Displaying ASP.NET Core health checks with Grafana and InfluxDB

After finishing my writing about ASP.NET Core health checks I started finding a way how to visual health check results so I can display these on the wall mounted TV or big screen. This blog post introduces how to visualize ASP.NET Core health checks with Grafana and InfluxDB.

About TIG-stack

Visualizing side of systems monitoring can be done using open-source TIG-stack:

  • Telegraf – data collector, reports to Influxdb
  • InfluxDB – time series database, easy to use and intergrate
  • Grafana – web based reporting solution, reads data from Influxdb

I installed these tools to one of my test machines and created simple dashboard to show metrics of same box. It’s good to plan few hours of time to get everything running and to build some dashboards and see how things work.

Grafana dashboard

Grafana supports also automatic refreshing of dashboards and those who need more widgets or ready-made reports can download these from Grafana site.

What we are building

Our goal is to build web application that outputs granular health statuses and data collector application that reports these statuses to InfluxDB for Grafana.

Reporting ASP.NET Core health checks to Grafana

Telegraf is here to collect other metrics like CPU, memory and disk space.
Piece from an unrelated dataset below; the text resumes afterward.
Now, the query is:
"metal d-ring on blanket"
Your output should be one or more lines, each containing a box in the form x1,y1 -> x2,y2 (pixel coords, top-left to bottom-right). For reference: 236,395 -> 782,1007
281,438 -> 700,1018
I don’t stop on these metrics in this post.

Preparing health checks

For this writing I will use ping-based health check from my blog post Avoiding ping flood in ASP.NET Core health checks.

public class PingHealthCheck : IHealthCheck
{
    private string _host;
    private int _timeout;
    private int _pingInterval;
    private DateTime _lastPingTime = DateTime.MinValue;
    private HealthCheckResult _lastPingResult = HealthCheckResult.Healthy();
    private object _locker = new object();


    public PingHealthCheck(string host, int timeout, int pingInterval = 0)
    {
        _host = host;
        _timeout = timeout;
        _pingInterval = pingInterval;
    }

    private bool IsCacheExpired()
    {
            return (_pingInterval == 0 || _lastPingTime.AddSeconds(_pingInterval) <= DateTime.Now);
    }

    public async Task<HealthCheckResult> CheckHealthAsync(HealthCheckContext context, CancellationToken cancellationToken = default)
    {
        if(!IsCacheExpired())
        {
            return await Task.FromResult(_lastPingResult);
        }

        if(Monitor.TryEnter(_locker))
        {
            try
            {
                if (IsCacheExpired())
                {
                    PingService();
                }
            }
            finally
            {
                Monitor.Exit(_locker);
            }
        }

        return await Task.FromResult(_lastPingResult);
    }

    private void PingService()
    {
        try
        {
            using (var ping = new Ping())
            {
                _lastPingTime = DateTime.Now;

                var reply = ping.Send(_host, _timeout);

                if (reply.Status != IPStatus.Success)
                {
                    _lastPingResult = HealthCheckResult.Unhealthy();
                }
                else if (reply.RoundtripTime >= _timeout)
                {
                    _lastPingResult = HealthCheckResult.Degraded();
                }
                else
                {
                    _lastPingResult = HealthCheckResult.Healthy();
                }
            }
        }
        catch
        {
            _lastPingResult = HealthCheckResult.Unhealthy();
        }
    }
}

We can use this health check for multiple external services that we want to ping to make sure the machine is alive.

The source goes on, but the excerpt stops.